Two centuries before Rhya's birth, mortal armies overthrew the fae empire in a bloody uprising called the Cull.
Two centuries before Rhya's birth, mortal armies overthrew the fae empire in a bloody uprising called the Cull. Maegic was declared a sin. The emperor's bloodline was extinguished. Halflings were hunted, their culture erased — not just the people but their music, architecture, customs, and maps. In the aftermath, mortal paper kings carved the continent into warring fiefdoms, strip-mining the land until even the soil turned sick. Crops failed, children were born wrong, the earth seemed to be dying — a blight creeping outward from the wound the mortals had torn in the fabric of the world. Into this poisoned inheritance, a girl is born bearing a mark no one can explain.
A masked soldier kills his own men to free a halfling.
Rhya hangs from a tree in an Eastwood camp, blindfolded, noosed, iron shackles scorching her wrists to sinew. Soldiers bicker about when to execute her — they await Commander Scythe's sign-off. When he arrives, he examines her strange birthmark without touching it, then forces her eyes open in the torchlight. Something in them makes his composure crack — one word, barely audible: impossible. Seconds later, his sword opens the captain's throat. Five men fall in a single heartbeat. The rest scatter and are hunted down. Scythe cuts Rhya's noose and bindings, then throws her facedown across his stallion Onyx. She is traded from one captor to another, rescued by a man who offers no explanation.

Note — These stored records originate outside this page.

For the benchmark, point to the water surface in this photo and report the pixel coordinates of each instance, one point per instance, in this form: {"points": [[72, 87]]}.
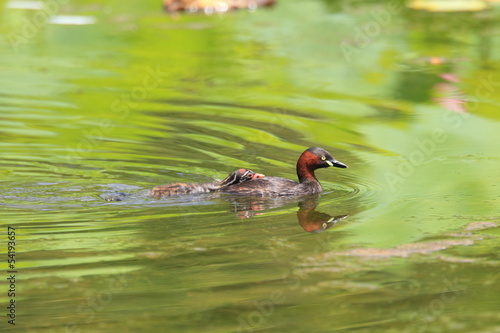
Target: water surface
{"points": [[129, 98]]}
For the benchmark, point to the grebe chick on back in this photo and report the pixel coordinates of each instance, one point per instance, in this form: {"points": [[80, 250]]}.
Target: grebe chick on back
{"points": [[310, 160], [236, 177]]}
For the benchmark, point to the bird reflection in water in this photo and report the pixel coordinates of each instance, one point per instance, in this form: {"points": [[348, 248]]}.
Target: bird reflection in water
{"points": [[308, 217]]}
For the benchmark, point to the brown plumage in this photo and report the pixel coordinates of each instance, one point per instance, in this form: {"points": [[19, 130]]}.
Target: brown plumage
{"points": [[236, 177]]}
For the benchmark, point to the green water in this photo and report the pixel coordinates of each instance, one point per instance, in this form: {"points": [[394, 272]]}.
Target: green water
{"points": [[408, 100]]}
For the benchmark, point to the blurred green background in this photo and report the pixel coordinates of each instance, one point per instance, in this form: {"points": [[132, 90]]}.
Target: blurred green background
{"points": [[120, 96]]}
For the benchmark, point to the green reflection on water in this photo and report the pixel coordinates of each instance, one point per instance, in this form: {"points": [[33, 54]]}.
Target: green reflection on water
{"points": [[141, 99]]}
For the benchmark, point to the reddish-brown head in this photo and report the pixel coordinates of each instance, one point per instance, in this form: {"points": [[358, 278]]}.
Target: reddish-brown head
{"points": [[315, 158]]}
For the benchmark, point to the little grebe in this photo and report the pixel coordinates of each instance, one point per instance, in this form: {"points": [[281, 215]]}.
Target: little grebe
{"points": [[236, 177], [310, 160]]}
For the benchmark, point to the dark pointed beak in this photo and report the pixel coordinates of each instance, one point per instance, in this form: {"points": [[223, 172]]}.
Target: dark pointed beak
{"points": [[336, 164]]}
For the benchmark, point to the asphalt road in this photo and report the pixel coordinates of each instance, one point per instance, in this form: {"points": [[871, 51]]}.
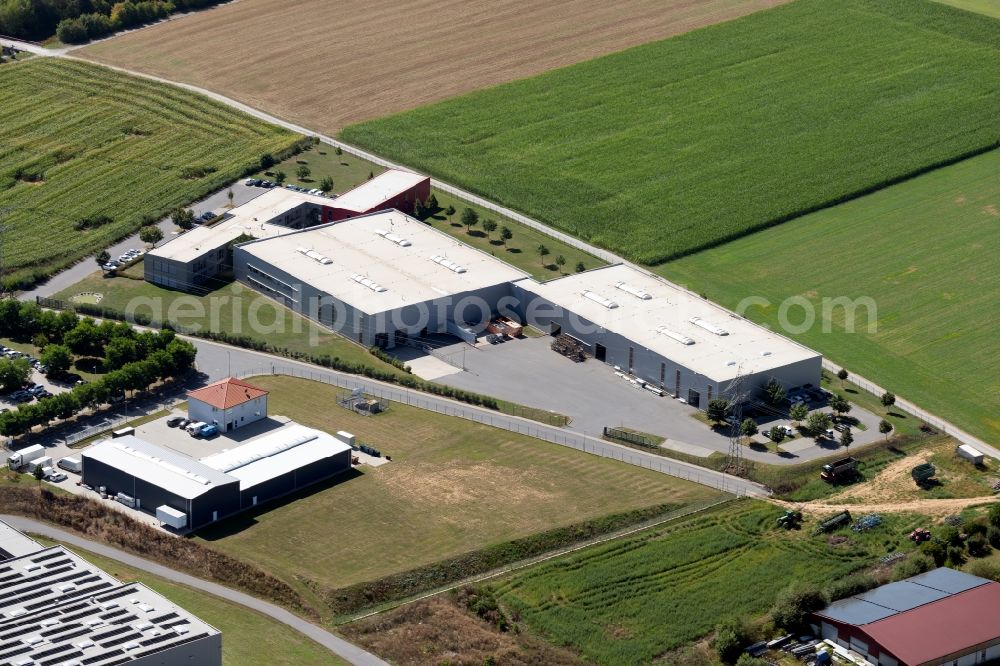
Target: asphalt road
{"points": [[219, 361], [335, 644]]}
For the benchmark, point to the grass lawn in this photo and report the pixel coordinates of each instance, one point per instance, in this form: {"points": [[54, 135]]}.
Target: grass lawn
{"points": [[348, 171], [231, 308], [922, 251], [632, 599], [248, 638], [987, 7], [682, 144], [452, 487], [81, 141]]}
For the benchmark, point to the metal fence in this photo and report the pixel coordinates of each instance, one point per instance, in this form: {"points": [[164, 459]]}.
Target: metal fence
{"points": [[554, 435]]}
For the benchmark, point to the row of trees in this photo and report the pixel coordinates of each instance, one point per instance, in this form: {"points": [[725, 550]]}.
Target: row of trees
{"points": [[175, 359], [75, 21]]}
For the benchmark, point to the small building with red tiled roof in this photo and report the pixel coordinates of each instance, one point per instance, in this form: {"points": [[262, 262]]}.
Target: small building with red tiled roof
{"points": [[230, 403], [939, 618]]}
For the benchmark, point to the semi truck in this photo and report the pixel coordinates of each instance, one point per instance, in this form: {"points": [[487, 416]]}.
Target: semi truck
{"points": [[845, 468], [22, 458]]}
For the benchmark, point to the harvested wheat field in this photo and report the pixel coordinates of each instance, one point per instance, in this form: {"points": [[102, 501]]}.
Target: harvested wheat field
{"points": [[328, 64]]}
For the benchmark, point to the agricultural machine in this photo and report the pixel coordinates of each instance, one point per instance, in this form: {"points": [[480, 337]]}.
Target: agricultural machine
{"points": [[790, 520]]}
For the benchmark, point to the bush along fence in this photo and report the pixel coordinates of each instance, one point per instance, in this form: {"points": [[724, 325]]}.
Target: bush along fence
{"points": [[96, 520], [401, 375]]}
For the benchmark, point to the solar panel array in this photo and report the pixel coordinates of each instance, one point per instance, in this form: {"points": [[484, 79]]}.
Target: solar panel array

Her captor nurses her fever, then refuses to explain why.
For days, Rhya rides facedown across Onyx's back, lashed like cargo. Scythe pushes relentlessly north — through forests, across frozen plainlands, past marching companies they avoid in silence. When fever seizes Rhya, threatening to kill her, he removes her iron shackles and tends her through the night. She wakes in a cave to find he has built a fire, cooked a rabbit, and left soap and a clean tunic by a bathing pool. His actions speak of care; his words remain granite. He feeds her, gives her salve for her wounds, and wraps his cloak around her against the snow — yet refuses to name their destination, his employer, or his purpose. She exists, he tells her, by his leave alone.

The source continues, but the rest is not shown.